Ingredients
Dressing:
- 1/2 cup mayonnaise
- 1/4 cup extra virgin olive oil
- 1/4 cup stone ground mustard
- 1/4 cup lemon juice
- 1 tsp dried dill
- 1/4 tsp black pepper
- 1/2 tsp salt
Salad:
- 1 pound salmon filet
- 1 jar capers, drained, rinsed, dried
- 3 tbsp olive oil
- 1/4 pound green beans, trimmed
- 1/2 pound baby red potatoes, halved
- 4 eggs
- 6 cups spring greens
- 1/2 cup Greek olives
- 1 cup cherry or grape tomatoes
Instructions
Preheat oven to 375°F. In a small bowl (or jar with tight fitting lid) whisk the ingredients for the dressing, set aside.
Steam or microwave the potatoes until tender, about 15 minutes for steaming and 8 minutes for microwave. Let cool. Drizzle with a tablespoon or two of olive oil and sprinkle with salt and pepper.

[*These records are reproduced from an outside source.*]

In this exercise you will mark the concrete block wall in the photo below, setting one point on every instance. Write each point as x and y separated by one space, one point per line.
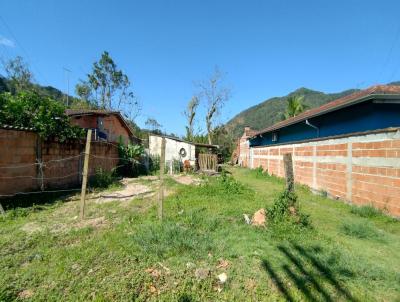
362 169
63 162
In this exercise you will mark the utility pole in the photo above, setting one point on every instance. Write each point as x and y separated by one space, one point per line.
67 73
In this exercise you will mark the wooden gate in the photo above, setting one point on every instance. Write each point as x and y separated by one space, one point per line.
208 162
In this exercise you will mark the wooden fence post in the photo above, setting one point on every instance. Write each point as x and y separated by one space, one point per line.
288 164
161 192
85 173
2 212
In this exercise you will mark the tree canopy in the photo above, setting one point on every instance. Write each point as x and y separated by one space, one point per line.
45 115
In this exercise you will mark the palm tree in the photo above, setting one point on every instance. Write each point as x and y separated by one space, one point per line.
294 106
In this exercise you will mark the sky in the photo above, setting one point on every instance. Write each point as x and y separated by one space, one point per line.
265 48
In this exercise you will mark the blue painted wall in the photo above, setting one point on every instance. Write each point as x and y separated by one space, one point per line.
361 117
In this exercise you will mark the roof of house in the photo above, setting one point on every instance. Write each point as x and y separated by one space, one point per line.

Heat the olive oil in a small sauce pan over medium-high heat. When the oil is hot, fry the capers until they burst open about 1 minute. Drain on a paper towel lined plate.
Place the salmon (skin side down) on a parchment lined, rimmed baking sheet and slather it with 1/4 cup of dressing, set aside.
Place the salmon in the oven for 15 minutes.
Bring a small pot of water to a boil. Gently lower eggs, one at a time, into the boiling water. Continue to boil for 7 minutes. Remove pot from heat, place in sink, and slowly pour cold water over the eggs until cooled (this can take 5 minutes or more). Peel eggs. Cut in half.
Bring a small pot of water to a boil. Blanch the green beans in the boiling water until tender but still have a crunch to them, about 3 minutes.
When the salmon is cooked (flakes when separated with a fork) build your salads.
Place the mixed greens on a large platter, topped with the salmon, the fried capers, the green beans, potatoes, the six minute eggs, the olives and tomatoes.
Drizzle with the remaining dressing. Enjoy!